La Région bruxelloise pourrait s’élargir vers le sud, en englobant des communes flamandes, comme Rhode-Saint-Genèse, mais aussi des communes wallonnes, comme Waterloo. Cela aiderait à faire passer la pilule aux Flamands. Toutefois, j’insiste, rien ne peut se faire sans le consentement des populations concernées.

Le but de cet élargissement serait aussi de « réunifier l’espace francophone », selon l’expression de Joëlle Milquet ?

Non. Il y a trois Régions dans ce pays. On a joué l’ambiguïté jusqu’à présent, en maintenant le flou sur le rôle des Communautés et des Régions, et sur les rapports entre Bruxelles et la Wallonie. Il est temps de trancher. Moi, je suis pour un vrai projet Wallonie. Un projet Wallonie-Bruxelles, ça n’a pas de sens. Les Bruxellois eux-mêmes n’en veulent pas. Et je les comprends : ils ne sont pas wallons. La culture populaire bruxelloise, même si elle n’existe plus beaucoup, était une culture flamande. On doit en tenir compte, car tout ce qui se passe maintenant est un héritage du passé.

Votre choix du coeur, ce serait une Wallonie indépendante ?

A vrai dire, je m’en fous un peu… Si la Belgique reste sous une autre forme, cela ne me dérange pas. Je ne suis d’ailleurs pas sûr que la séparation soit praticable, étant donné la position de Bruxelles. Je remarque juste qu’il y a en Europe plusieurs Etats plus petits que la Wallonie.

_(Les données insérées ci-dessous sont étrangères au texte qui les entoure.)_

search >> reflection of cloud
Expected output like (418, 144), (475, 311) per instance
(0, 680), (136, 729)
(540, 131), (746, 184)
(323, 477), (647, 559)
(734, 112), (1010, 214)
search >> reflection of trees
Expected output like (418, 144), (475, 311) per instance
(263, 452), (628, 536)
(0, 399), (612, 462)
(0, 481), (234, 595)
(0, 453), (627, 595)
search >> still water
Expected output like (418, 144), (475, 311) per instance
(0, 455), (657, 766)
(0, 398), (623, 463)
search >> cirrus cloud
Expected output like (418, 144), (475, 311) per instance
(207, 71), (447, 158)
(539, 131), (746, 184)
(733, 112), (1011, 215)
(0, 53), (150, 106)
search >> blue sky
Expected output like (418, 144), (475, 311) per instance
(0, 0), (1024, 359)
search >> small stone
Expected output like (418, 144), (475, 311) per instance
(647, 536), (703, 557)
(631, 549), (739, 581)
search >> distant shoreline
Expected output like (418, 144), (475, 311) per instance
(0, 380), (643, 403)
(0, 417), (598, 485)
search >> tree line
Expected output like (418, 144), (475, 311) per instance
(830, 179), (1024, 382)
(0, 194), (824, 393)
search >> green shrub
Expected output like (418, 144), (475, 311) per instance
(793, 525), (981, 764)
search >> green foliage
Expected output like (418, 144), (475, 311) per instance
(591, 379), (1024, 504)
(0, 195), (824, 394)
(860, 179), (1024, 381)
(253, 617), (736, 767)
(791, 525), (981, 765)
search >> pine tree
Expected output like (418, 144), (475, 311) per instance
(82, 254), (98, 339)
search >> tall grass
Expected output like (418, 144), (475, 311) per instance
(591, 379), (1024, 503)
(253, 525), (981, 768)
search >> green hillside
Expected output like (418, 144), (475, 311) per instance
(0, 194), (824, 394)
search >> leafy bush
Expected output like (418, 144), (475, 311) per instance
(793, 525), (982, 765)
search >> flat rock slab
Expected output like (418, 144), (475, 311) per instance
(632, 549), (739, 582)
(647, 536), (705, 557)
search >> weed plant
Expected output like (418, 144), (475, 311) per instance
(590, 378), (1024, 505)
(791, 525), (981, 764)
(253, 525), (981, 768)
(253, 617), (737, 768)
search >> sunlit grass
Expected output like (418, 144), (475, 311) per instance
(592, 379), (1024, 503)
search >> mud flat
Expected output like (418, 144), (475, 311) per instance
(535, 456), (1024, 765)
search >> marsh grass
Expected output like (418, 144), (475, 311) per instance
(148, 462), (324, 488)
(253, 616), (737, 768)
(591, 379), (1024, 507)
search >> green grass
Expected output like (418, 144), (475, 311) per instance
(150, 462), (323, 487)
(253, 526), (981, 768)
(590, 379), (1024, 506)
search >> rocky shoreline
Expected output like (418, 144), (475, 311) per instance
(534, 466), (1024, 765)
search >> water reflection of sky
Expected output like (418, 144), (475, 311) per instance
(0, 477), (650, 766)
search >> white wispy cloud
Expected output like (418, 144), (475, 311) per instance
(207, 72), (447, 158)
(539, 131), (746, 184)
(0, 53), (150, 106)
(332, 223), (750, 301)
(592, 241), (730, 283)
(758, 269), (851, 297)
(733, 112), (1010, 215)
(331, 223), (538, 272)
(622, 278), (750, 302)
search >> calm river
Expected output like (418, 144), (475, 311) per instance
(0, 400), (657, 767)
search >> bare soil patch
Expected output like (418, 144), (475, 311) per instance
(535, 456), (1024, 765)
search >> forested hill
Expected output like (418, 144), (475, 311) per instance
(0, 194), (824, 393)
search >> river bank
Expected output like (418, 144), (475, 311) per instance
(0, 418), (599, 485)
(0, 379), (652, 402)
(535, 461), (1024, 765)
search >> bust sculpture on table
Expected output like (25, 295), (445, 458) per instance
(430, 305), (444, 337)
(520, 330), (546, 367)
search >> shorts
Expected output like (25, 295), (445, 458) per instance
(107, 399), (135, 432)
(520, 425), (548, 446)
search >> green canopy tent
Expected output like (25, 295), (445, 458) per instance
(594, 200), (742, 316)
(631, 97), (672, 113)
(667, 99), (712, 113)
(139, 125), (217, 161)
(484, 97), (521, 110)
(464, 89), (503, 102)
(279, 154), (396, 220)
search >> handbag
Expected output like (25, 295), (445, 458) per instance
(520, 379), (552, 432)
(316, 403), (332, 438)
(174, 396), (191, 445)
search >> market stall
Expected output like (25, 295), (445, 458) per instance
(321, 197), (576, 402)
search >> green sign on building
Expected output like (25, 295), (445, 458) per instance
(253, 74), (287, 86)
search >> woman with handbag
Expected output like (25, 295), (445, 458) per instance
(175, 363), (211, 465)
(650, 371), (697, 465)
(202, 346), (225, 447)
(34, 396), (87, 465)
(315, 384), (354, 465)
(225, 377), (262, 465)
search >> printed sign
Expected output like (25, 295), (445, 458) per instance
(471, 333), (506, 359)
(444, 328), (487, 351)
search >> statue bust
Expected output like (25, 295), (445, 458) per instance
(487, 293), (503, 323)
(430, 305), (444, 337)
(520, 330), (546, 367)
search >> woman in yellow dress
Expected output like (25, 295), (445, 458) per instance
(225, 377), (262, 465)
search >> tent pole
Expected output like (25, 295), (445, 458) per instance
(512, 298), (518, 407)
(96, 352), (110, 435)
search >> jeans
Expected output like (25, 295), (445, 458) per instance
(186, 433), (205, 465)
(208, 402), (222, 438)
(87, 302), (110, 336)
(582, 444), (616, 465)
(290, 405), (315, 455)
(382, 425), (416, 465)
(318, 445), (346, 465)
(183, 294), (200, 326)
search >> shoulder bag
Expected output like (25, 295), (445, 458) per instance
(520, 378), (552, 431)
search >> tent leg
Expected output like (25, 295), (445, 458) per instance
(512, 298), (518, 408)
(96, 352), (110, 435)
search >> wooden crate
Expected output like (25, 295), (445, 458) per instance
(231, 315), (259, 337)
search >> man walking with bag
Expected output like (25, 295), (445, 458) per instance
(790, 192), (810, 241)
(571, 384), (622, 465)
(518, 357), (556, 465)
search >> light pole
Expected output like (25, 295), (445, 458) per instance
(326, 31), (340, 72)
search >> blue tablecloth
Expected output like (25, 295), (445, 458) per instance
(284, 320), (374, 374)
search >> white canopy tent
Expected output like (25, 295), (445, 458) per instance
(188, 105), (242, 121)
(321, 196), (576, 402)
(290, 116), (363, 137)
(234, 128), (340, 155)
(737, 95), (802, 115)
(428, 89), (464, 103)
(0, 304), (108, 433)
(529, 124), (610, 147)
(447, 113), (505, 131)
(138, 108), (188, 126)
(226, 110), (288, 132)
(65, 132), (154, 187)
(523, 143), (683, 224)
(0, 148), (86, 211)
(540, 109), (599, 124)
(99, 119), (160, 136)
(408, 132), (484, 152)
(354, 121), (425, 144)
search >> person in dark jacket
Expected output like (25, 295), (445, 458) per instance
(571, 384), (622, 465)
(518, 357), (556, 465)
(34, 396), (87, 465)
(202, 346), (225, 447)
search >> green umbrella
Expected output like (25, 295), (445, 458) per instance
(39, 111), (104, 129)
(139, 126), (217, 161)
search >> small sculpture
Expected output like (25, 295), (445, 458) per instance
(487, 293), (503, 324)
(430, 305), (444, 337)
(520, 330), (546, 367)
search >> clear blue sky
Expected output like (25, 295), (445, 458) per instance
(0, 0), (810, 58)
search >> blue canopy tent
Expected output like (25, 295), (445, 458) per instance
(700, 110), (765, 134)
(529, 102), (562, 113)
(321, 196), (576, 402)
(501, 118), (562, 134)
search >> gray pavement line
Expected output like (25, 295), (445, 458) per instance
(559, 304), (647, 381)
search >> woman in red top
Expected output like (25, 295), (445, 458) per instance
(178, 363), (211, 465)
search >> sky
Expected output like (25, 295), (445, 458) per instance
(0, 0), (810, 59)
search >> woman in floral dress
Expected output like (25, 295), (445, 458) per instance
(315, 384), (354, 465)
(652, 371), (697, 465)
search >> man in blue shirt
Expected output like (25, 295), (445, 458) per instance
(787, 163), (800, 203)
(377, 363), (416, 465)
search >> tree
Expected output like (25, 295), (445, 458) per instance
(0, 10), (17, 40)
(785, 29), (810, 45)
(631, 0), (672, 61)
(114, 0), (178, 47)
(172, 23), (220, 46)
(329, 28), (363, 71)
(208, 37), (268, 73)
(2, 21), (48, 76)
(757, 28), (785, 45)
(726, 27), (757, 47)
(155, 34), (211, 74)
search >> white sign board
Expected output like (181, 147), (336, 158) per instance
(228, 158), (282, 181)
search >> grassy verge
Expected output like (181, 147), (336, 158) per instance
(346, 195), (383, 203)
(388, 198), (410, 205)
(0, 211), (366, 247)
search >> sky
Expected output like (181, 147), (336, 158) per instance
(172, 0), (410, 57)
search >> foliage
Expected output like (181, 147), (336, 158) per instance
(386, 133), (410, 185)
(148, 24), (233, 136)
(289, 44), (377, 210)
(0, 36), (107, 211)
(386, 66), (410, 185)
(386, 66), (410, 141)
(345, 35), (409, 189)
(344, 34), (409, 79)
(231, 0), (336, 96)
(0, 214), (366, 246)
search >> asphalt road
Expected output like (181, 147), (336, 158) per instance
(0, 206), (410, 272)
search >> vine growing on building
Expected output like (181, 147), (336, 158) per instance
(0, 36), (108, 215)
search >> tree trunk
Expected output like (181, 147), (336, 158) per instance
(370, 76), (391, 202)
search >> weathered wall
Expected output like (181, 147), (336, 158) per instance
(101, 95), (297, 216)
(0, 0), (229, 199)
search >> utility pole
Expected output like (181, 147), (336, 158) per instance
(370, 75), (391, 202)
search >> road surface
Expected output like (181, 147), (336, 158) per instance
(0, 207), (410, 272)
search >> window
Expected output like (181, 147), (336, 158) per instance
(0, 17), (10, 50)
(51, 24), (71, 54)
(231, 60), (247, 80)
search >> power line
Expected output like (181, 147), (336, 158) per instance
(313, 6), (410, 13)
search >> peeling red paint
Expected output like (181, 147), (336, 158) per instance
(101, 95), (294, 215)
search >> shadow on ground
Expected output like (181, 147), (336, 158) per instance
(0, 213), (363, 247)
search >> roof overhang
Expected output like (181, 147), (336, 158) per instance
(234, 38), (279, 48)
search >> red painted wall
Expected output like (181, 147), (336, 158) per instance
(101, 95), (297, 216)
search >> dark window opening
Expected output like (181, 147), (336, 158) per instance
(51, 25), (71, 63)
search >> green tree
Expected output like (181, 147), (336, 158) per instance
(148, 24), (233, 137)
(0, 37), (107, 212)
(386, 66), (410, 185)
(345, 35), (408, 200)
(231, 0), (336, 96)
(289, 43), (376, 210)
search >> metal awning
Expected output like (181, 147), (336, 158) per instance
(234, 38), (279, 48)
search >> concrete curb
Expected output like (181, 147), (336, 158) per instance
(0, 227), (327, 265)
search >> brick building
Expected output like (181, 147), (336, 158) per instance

La Slovénie compte deux millions d’habitants, et c’est un pays qui n’est pas ridicule du tout. Je ne suis pas pour l’émiettement, mais j’en ai marre que les Wallons s’arc-boutent sur une position défensive. Moi, je suis pour une position offensive. Je ne vois pas ce qu’il y a de scandaleux à vouloir l’autonomie de la Wallonie. Bien sûr, si on a une vision du passé, la Wallonie est perdante. Mais si on a une vision du futur, ce n’est pas vrai. L’industrie pétrochimique flamande, je ne sais pas ce que ce sera dans vingt ans. J’ai l’impression que ce sera un désastre. En Wallonie, nous avons encore des ressources naturelles que la Flandre n’a plus : de l’eau, de la forêt, des terres agricoles.

Le rattachement de la Wallonie à la France, c’est une option ?

Non, c’est une idée folle. Je n’ai pas envie de me retrouver dans un Etat autoritaire, aussi peu respectueux de ses citoyens et de ses régions. Une Wallonie autonome en France, ce serait impossible. Par contre, qu’on noue des relations privilégiées avec la France, notamment dans le domaine de l’enseignement, pourquoi pas ?

Ecolo a fêté ses trente ans le week-end dernier. Sans vous. Pas de regrets ?

Pas du tout. L’écologie d’accompagnement à la Javaux, ces petits aménagements qui ne remettent pas en cause la logique du capitalisme, ça ne me plaît pas du tout.